There used to be a time when curators could slap a label on a group of artists, claiming the work to be central, progressive, and an important part of their narrative of art history. This was when aesthetic and ideological positions were bedfellows. Thankfully, that oppressive age has passed. The problem now is that curators still believe they can nail it all down, possessing neither the courage nor honesty to admit that the best they can do is offer a partial view of what’s going on. Rather, all too often they are content to prop up artists who mirror their own disbelief in creativity and imagination, and claim this is the only truth. If this is what it means to have a finger on the pulse, then the only ones they are registering is their own, and the beat is pretty damned weak. Meanwhile, artists of all stripes, colors and persuasions are furiously spinning their own webs in very different parts of the woods.

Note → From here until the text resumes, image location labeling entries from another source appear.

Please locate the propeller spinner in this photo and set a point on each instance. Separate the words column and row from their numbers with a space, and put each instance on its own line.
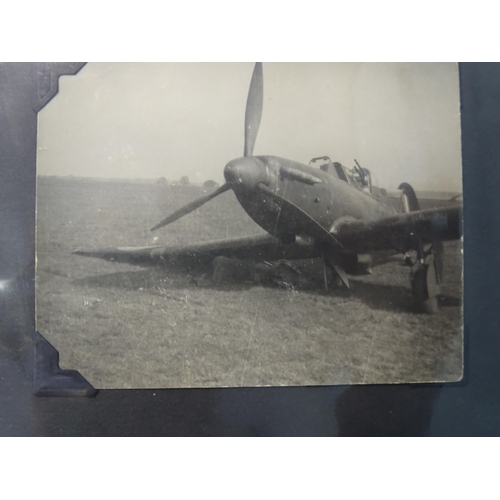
column 245, row 170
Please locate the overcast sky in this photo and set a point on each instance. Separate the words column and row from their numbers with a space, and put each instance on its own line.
column 151, row 120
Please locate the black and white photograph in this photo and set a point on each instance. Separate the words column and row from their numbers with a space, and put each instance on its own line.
column 252, row 224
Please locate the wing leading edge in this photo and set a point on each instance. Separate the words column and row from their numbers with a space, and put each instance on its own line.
column 261, row 247
column 400, row 232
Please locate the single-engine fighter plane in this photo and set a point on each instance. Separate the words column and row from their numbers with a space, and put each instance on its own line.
column 330, row 212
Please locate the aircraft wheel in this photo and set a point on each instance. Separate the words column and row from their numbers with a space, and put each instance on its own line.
column 423, row 302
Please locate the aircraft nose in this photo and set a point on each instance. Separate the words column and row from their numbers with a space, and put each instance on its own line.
column 245, row 173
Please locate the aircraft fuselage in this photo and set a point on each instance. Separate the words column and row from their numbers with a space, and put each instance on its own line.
column 322, row 195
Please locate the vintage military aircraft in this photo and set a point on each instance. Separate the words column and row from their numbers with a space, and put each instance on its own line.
column 329, row 212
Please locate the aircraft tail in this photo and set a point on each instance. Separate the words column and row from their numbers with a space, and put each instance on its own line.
column 409, row 201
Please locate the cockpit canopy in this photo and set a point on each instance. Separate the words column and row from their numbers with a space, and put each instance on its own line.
column 358, row 177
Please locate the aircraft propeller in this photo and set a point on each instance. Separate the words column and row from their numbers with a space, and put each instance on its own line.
column 253, row 114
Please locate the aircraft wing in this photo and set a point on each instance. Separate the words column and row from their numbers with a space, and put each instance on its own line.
column 261, row 247
column 400, row 232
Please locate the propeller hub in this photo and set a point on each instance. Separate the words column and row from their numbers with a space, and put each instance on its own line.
column 246, row 173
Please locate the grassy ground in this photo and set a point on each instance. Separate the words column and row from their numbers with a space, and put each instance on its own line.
column 123, row 326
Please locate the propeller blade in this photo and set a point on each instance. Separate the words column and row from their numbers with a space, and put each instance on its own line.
column 253, row 112
column 190, row 207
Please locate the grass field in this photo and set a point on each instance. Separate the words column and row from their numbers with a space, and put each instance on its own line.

Unable to acknowledge how intense and diverse painting is right now, many of New York’s institutionally based curators don’t seem the least bit curious about what can be seen in Manhattan and the outer boroughs, not to mention the small and large scenes spread throughout the world. With one eye on the marketplace and the other on their trustees’ shopping lists, all they appear interested in is coming up with a hip, one-term-fits-all, such as those found in the press release for the exhibition that Laura Hoptman curated at the Museum of Modern Art: The Forever Now: Contemporary Painting in an Atemporal World, where “atemporality,” “timelessness,” and “all eras co-exist” sound like ad copy for Disneyworld. Meanwhile, time does not stop, even if you are free, white and under thirty.
Given the extensiveness of his images, which he has derived from a multitude of sources and branches of knowledge, all of which he can readily identify, Philip Taaffe recognizes that “all eras [might] coexist,” but it is equally clear that he does not buy into painting being an “a-historical free-for-all.“ That attitude is too cavalier and imperious, just another quick and familiar way to disavow responsibility and belief.
In his first exhibition at Luhring Augustine (May 3–June 15, 2013), I was struck by the lack of repetition; he never used the same palette or included the same signs or images. While seriality and repetition are the bread and butter of the art world, Taaffe has eschewed the tried and true. He continues down this unlikely path in his current show of five large paintings in the spacious gallery of Luhring Augustine Bushwick (January 17–April 26, 2015), with the largest one, “Glyphic Field” (2014), measuring more than nine feet by twenty feet.